Reaching the reactor room’s floor level, the firefighters peered into SL-1’s reactor room. Two men’s bodies lay on the floor, facing away from them, dead and riddled with radioactive shrapnel. They didn’t see the third body, pinned to the ceiling some 12 feet above them by a metal plug.

Finally, good sense got the better of the firefighters. They moved out of the building.

Help soon arrived in the form of medical experts. Outside in bitter cold, the firefighters were stripped naked and scanned for radioactivity. Lamprecht said he had to scrub away a “hot spot” on his left shoulder before being cleared.

As a two-year investigation unfolded in the wake of the SL-1 accident, Lamprecht and his fellow firefighters went back to work.

Lamprecht retired from the site in 1995. One of two remaining survivors of the group of firefighters who first responded to SL-1, he’s still poring over research of the accident.
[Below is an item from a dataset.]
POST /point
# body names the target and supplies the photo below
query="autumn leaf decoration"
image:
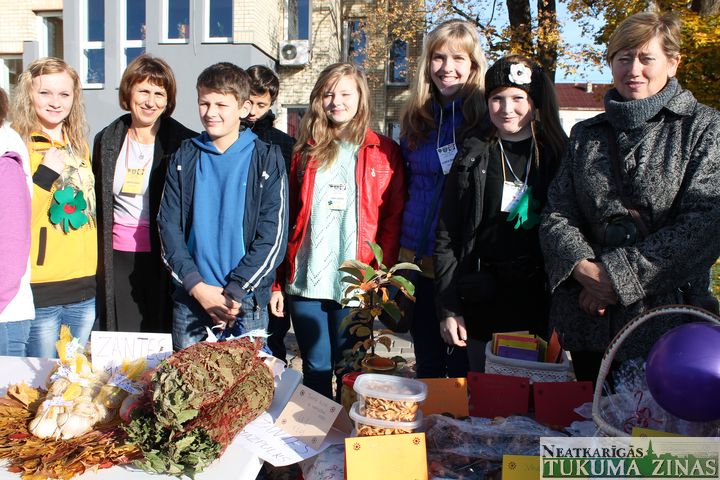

He gives occasional speeches on his experience and has even appeared in a History Channel documentary on it.

In the nearly five decades that have passed since the SL-1 accident, several theories have emerged about why the reactor’s control rod was removed.

“We’ll never know for sure beyond a shadow of a doubt what happened, because, unfortunately, all three people died,” Lamprecht said.